I drafted a potential solution in https://github.com/remisharrock/pipecat/pull/3 that adds an optional timestamp field to maintain backward compatibility, but I wanted to understand the design intent first before proposing it.
What are your thoughts on this? Am I approaching this the right way, or is there a better pattern already in place that I should follow?
@remisharrock apologies for the long delay. This is a really great writeup. Yes, you're right. Since Azure is managing the connection internally, I agree that the WordTTSService is the right subclass.

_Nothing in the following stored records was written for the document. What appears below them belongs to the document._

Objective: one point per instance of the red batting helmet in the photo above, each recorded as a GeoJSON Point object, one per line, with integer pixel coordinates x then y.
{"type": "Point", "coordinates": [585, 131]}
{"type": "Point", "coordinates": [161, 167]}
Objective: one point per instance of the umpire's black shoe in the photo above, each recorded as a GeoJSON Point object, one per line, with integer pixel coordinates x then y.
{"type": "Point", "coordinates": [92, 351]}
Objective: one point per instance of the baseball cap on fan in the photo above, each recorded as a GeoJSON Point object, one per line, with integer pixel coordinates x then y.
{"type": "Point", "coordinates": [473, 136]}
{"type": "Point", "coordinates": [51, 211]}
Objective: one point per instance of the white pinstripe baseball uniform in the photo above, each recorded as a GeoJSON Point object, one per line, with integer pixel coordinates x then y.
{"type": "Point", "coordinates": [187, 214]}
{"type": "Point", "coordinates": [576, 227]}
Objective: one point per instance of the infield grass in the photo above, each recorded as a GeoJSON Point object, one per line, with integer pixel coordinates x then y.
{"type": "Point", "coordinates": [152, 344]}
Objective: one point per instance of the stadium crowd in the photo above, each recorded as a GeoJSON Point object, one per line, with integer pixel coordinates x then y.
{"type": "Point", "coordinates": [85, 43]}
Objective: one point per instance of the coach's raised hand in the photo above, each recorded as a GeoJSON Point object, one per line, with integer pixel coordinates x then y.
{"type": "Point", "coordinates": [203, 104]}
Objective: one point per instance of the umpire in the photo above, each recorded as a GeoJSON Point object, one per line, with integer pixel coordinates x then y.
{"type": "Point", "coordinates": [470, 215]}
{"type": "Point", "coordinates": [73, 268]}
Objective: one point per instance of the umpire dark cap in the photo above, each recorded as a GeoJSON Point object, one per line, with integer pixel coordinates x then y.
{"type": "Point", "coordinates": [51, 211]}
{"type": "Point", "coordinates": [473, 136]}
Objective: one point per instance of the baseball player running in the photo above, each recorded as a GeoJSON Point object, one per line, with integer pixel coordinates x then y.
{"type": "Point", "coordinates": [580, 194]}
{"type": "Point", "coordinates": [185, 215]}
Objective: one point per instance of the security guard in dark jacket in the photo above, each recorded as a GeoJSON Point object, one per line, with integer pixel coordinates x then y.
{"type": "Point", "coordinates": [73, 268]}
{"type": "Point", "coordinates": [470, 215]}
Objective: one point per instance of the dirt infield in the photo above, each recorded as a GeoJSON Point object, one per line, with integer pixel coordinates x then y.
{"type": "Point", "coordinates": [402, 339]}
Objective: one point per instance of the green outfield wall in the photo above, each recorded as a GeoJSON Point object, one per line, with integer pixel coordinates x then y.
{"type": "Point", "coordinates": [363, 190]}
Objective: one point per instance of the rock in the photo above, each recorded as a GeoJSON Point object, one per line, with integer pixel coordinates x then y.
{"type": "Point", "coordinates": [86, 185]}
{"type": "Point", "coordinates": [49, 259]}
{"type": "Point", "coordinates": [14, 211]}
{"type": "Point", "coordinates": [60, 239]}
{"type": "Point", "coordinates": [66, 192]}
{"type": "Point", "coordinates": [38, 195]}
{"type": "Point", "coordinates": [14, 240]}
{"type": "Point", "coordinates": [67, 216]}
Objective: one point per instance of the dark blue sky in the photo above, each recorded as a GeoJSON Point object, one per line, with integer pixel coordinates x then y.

Also, as of 0.0.96, we've released a new client-side event called bot-output that allows you to build a karaoke style UI. You can see an example of that working here:
https://github.com/pipecat-ai/pipecat-examples/tree/main/code-helper
I haven't looked at your PR in detail, but it seems like you're on the right track and it would be make sense to contribute to Pipecat. If you're up for it, please open a PR and I can try to get some time in the next week to take a look.
Again, thanks so much for putting time into this 🙇
@markbackman thank you for your kind reply. Yes I saw the 0.0.96 and was indeed very interested by the bot-output ! Let me investigate and get back to you, when I have a little bit of time.